Just four games into the season, Marshall is averaging exactly 100 yards per contest to go along with three touchdowns. Whether or not he continues to produce at that level remains to be seen, but Marshall’s torrid start has put him on pace to post some gaudy numbers, even by his standards.
In nine full NFL seasons, Marshall has surpassed the 1,500 yard mark just once, in 2012 when he posted 1,508 yards and 11 touchdowns. The following season he would see his receiving yards dip to 1,295, but he managed to score a career-high 12 touchdowns. Marshall’s 2015 start has him on pace for 1,600 yards and another 12 scores.

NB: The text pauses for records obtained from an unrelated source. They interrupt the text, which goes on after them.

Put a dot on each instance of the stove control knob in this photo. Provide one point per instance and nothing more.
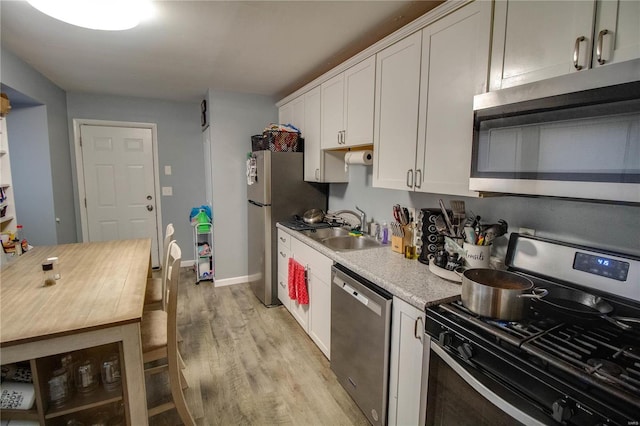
(444, 338)
(466, 351)
(561, 410)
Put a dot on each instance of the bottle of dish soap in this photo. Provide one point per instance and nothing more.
(385, 233)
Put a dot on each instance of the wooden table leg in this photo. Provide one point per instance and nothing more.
(134, 371)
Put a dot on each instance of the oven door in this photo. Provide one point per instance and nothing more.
(457, 394)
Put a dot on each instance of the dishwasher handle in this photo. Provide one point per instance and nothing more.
(358, 296)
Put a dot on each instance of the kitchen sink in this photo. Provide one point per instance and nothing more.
(350, 242)
(338, 239)
(323, 233)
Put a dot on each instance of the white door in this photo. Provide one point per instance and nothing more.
(396, 122)
(332, 115)
(359, 88)
(535, 40)
(312, 151)
(119, 184)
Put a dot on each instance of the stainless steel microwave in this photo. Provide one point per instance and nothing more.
(574, 136)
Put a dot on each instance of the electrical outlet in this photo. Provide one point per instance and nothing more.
(527, 231)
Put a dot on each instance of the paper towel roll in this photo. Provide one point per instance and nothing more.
(359, 157)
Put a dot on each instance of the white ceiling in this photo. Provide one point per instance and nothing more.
(263, 47)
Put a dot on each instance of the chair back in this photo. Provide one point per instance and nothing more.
(173, 279)
(168, 237)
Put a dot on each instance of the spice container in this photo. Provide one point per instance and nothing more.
(59, 390)
(56, 267)
(111, 372)
(86, 376)
(48, 273)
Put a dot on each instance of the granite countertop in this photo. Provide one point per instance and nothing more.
(406, 279)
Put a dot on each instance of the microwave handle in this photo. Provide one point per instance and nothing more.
(601, 35)
(483, 390)
(576, 53)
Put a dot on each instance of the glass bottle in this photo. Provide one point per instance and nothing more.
(49, 277)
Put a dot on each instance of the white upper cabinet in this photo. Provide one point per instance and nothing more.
(455, 59)
(304, 113)
(424, 103)
(396, 121)
(617, 34)
(347, 107)
(535, 40)
(311, 126)
(293, 113)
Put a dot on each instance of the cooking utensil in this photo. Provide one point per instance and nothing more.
(313, 216)
(446, 219)
(441, 227)
(575, 304)
(497, 294)
(459, 215)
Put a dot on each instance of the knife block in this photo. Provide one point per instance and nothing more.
(398, 243)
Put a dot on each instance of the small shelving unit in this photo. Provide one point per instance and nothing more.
(203, 251)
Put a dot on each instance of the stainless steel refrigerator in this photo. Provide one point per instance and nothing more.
(277, 193)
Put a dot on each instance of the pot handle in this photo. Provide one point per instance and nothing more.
(536, 293)
(615, 321)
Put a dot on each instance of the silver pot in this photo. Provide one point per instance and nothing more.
(313, 216)
(498, 294)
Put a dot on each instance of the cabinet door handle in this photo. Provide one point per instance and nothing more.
(410, 174)
(418, 332)
(576, 53)
(601, 35)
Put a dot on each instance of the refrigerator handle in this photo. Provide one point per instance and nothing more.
(255, 203)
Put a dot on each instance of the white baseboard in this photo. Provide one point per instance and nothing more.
(232, 281)
(220, 282)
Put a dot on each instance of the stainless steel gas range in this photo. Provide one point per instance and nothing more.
(562, 364)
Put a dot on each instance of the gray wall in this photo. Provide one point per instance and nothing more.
(31, 173)
(21, 77)
(234, 117)
(179, 145)
(614, 227)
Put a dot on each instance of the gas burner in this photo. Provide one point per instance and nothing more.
(606, 370)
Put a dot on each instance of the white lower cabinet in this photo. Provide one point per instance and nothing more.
(405, 369)
(314, 318)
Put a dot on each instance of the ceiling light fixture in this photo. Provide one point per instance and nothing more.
(110, 15)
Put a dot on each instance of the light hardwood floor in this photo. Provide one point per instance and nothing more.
(250, 365)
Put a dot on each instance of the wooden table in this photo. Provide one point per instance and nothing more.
(98, 300)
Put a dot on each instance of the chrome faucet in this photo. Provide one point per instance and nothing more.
(361, 215)
(363, 219)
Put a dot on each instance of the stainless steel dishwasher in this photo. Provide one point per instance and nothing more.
(360, 338)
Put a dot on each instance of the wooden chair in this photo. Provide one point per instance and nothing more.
(160, 340)
(154, 297)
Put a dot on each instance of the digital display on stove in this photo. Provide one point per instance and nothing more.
(600, 265)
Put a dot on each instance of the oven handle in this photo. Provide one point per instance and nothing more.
(483, 390)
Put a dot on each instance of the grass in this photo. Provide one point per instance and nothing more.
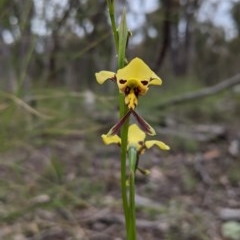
(53, 153)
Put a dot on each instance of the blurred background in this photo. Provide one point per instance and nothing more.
(58, 180)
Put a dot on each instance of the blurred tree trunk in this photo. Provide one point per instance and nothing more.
(176, 33)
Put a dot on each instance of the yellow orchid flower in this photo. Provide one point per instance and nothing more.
(136, 139)
(132, 80)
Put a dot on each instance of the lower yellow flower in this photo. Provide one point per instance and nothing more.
(136, 139)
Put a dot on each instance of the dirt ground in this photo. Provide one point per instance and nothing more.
(69, 189)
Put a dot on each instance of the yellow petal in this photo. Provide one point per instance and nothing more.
(104, 76)
(160, 144)
(108, 139)
(155, 81)
(139, 71)
(136, 136)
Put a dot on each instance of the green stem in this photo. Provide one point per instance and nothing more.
(133, 157)
(120, 39)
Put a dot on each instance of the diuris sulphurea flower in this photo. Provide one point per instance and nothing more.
(136, 140)
(133, 81)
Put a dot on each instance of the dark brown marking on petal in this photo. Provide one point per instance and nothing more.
(114, 79)
(136, 91)
(122, 81)
(116, 128)
(144, 82)
(127, 90)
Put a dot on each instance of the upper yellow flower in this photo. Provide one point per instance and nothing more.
(136, 139)
(132, 80)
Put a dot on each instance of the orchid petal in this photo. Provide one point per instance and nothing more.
(160, 144)
(103, 76)
(108, 139)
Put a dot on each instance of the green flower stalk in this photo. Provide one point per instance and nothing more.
(132, 80)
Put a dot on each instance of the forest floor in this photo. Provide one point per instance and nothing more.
(61, 184)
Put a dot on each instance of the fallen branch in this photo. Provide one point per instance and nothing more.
(205, 92)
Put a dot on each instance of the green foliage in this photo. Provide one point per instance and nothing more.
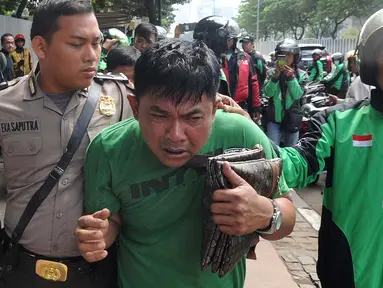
(139, 8)
(299, 18)
(351, 33)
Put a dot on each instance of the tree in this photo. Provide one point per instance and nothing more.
(351, 33)
(282, 17)
(337, 12)
(137, 8)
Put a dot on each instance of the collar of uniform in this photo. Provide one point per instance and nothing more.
(33, 90)
(377, 99)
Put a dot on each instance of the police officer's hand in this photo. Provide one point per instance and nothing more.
(278, 70)
(256, 116)
(229, 105)
(333, 100)
(288, 71)
(109, 43)
(240, 210)
(90, 232)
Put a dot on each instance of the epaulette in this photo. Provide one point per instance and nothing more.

As a matter of fact, the only season that saw Marshall start off at a hotter pace was 2008 in Denver with the Broncos when then-Broncos quarterback Jay Cutler targeted Marshall an eye-popping 31 times, resulting in 24 receptions for 321 yards in the season’s first two games. Marshall would finish that season with 1,265 yds and 6 scores.
With Ryan Fitzpatrick as his trigger man, Marshall has been targeted at a rate more consistent with his 2011 and 2012 seasons when the ball was thrown his way 39 times through four games of each season, compared to 44 from Fitzpatrick, all of which pales in comparison to his 51 total targets from Cutler in 2008’s first four weeks.
Given the disparity in total targets, one could make the case that 2015 is Marshall’s best start ever in terms of sheer impact despite being 23 yards shy of his most productive start from a purely statistical standpoint.
The positives don’t end there either.
Making Marshall’s production even more impressive is the fact that he’s done it not only against some of the best cornerbacks in the NFL in Joe Hayden, Vontae Davis and Brent Grimes, but when facing the struggling Byron Maxwell and the Philadelphia Eagles, Marshall was often double-teamed but he didn’t seem to mind. Regularly facing multiple defenders with Eric Decker injured, Marshall pulled in a season-high 10 receptions for 109 yards and a touchdown.
The skeptics say that Marshall is no longer a threat to beat defenses deep, but this past Sunday in London’s Wembley Stadium, he kicked off the action by plucking a 58 yard reception out of the air while matched up one-on-one against Grimes. That’s not something we’re likely to see from Marshall very often, but just showing he can do it from time to time will mean it’s something defenses have to respect and prepare for.
Equally deserving of praise for Marshall’s big numbers has to be offensive coordinator Chan Gailey.
Several times this season, we’ve seen Gailey line Marshall up in the slot while calling on Fitzpatrick to hit him on a low-risk crossing route over the middle or on an out-route while having other receivers run some clear-outs. This has given Marshall the opportunity to not only find some open field, but to do so against defenders he’s able to out-muscle to gain yards after the catch. The result has been an average of 13.3 yards per reception, a number he has achieved just once over the course of his career as a full-time starter back in 2011 when he topped out at 15.0
Marshall has done everything the Jets have asked of him on offense this season, and it seems he’s determined, at the age of 31, to prove to the rest of the league that he means it when he says he’s still among the NFL’s elite pass-catchers.
If the 6′ 4” Central Florida product continues at his current pace, he won’t have to say it to anyone because the numbers to speak for themselves.